Thursday, January 13, 2011

bon appetit: chicken makhani

I've spent a lot of time here griping about the difficulty of finding certain foods.  Most imported goods (cheese, any pork product, green, leafy vegetables, Cheerios, berries, good coffee, the list goes on) are either entirely unavailable, really expensive or located in stores that can take over an hour to get to.

So, one of my New Year's resolutions was to learn to cook Indian food.  There are a few reasons why I haven't done this yet.  I'll give them to you, even though I admit, they're all pretty lame.
1. I can cheaply and easily BUY prepared Indian food.  And that's usually what we do on nights when I don't feel like cooking.
2. For some reason I thought I'd actually have to have a person teach me, or find a cooking class
and
3. If we eat too much Indian food, we sort of start to smell funky.

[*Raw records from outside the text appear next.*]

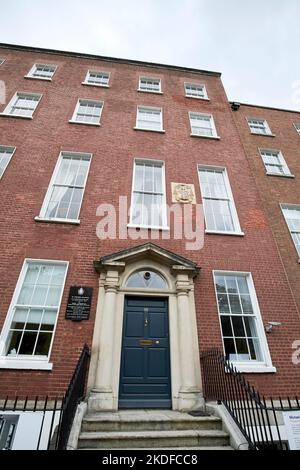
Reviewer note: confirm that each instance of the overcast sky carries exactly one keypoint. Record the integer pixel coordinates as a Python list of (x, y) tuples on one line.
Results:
[(255, 44)]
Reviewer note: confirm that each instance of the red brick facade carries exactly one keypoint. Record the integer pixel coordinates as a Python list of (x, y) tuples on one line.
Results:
[(114, 146), (276, 190)]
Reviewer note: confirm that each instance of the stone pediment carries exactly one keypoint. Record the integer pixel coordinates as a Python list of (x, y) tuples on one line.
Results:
[(148, 250)]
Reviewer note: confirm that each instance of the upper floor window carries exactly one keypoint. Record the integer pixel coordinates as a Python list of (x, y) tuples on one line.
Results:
[(241, 325), (152, 85), (42, 71), (64, 196), (259, 126), (87, 112), (193, 90), (5, 155), (148, 201), (275, 163), (28, 332), (219, 208), (149, 119), (97, 78), (202, 125), (22, 105), (147, 280), (291, 214)]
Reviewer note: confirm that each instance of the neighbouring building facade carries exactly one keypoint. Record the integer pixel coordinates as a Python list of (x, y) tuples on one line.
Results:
[(78, 132), (270, 138)]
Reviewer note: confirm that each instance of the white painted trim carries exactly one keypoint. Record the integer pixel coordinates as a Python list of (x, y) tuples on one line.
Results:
[(268, 129), (281, 158), (234, 213), (57, 221), (295, 125), (13, 100), (286, 205), (33, 68), (164, 204), (12, 154), (212, 121), (266, 365), (220, 232), (73, 118), (205, 97), (154, 108), (213, 137), (22, 364), (143, 77), (23, 360), (85, 82), (52, 180)]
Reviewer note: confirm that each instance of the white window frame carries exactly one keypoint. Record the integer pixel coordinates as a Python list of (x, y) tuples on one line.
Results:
[(73, 119), (234, 214), (47, 198), (264, 366), (213, 126), (164, 225), (39, 363), (143, 77), (11, 147), (30, 74), (266, 125), (161, 130), (86, 82), (297, 127), (286, 206), (282, 162), (13, 100), (204, 97)]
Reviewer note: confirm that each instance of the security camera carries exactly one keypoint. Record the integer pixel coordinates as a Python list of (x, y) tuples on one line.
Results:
[(271, 324)]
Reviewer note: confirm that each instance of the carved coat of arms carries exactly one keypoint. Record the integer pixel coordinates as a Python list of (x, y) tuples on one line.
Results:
[(183, 193)]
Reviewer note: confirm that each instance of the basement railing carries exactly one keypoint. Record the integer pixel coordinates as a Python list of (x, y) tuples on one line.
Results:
[(46, 421), (257, 418)]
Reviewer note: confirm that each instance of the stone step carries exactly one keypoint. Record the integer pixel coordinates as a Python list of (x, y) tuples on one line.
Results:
[(102, 422), (153, 439)]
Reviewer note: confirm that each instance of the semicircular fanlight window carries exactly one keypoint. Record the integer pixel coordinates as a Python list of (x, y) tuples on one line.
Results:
[(147, 280)]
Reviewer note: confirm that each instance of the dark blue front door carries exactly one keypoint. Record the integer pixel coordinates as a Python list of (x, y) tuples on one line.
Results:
[(145, 363)]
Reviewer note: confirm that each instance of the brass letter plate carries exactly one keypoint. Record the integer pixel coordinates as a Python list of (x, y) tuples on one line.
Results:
[(146, 342)]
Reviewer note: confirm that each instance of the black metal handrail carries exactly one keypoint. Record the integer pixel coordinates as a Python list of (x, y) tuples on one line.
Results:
[(256, 417), (74, 394)]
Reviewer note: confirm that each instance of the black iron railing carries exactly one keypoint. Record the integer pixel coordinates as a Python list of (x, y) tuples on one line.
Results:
[(49, 424), (257, 418), (73, 396)]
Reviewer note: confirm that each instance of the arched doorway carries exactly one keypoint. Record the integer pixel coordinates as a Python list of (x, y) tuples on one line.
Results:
[(171, 285)]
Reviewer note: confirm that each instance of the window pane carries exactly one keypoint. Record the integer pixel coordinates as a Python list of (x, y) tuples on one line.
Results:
[(229, 346), (27, 343), (226, 326), (242, 350), (238, 326), (43, 344), (42, 285)]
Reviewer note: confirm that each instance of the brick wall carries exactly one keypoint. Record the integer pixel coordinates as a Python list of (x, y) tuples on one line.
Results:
[(114, 146)]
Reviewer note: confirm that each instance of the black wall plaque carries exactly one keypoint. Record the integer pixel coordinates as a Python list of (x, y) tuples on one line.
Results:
[(79, 303)]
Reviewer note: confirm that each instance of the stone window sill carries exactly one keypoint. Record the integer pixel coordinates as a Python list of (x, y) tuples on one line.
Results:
[(7, 363)]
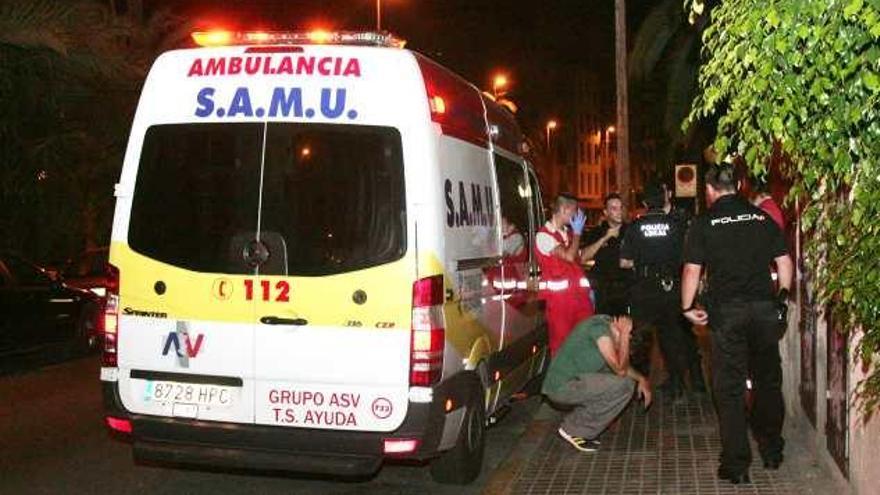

Eventually, I realized that a cooking class wouldn't be unnecessary.  And that maybe we already smell funky. So I followed this recipe, with a few adjustments from the comments section.  Shopping for ingredients was a breeze.  I didn't even have to cross the street.  Cooking wasn't hard either, and the results were, I must say, even better than our neighborhood restaurant (pat, pat, pat on my own back).  Brad thought it was good too, almost scarfed the whole thing.

I did experience a complete failure, and that was in trying to make Indian bread.  I blame the yeast.  Fortunately, I planned for failure and bought a package of pre-made chapati. 

 I used crushed cashews instead of cornstarch because lord knows where I'd find cornstarch.  And when does it ever hurt to add cashews? 
 Pretty fancy setup, huh? 
If you can't find chapati, use tortillas.  When I can't find tortillas, I use chapati.   
I need to work on this food photography business.  Also, the yellow plates were provided to us, not intentionally purchased.  Yuck. 

All this cooking inspiration has been great.  Not buying imported food will definitely cut down on the grocery bills, and I love learning new things.  Also, I've been getting cooking tips from the neighborhood food vendors who used to mostly just eye me with suspicion.  Problem is, cooking inspiration may be coming at the cost of grad-school-essay inspiration, something I am completely lacking.  I haven't written a single word.

But at least now I have a plan B.  If grad-school-essay inspiration never comes, I will work toward my other goal: becoming the Julia Child of Indian food.

3 comments:

Angela Straw said...

Looks great Sarah! Wish we could come for dinner. Do you dip the tortillas in the sauce?

Anonymous said...

Will you be smuggling ingredients home so you can cook Indian food for us? Looks very good. When in Rome.... you know.

Love, Mom

Sarah said...

Yes, I'll cook you all Indian food in Iowa. Think Babs will like it?

Ang, Indians don't use utensils, so they use bread or rice to scoop things. Eating with bread isn't so messy, but I haven't gotten the hang of eating rice with my hands.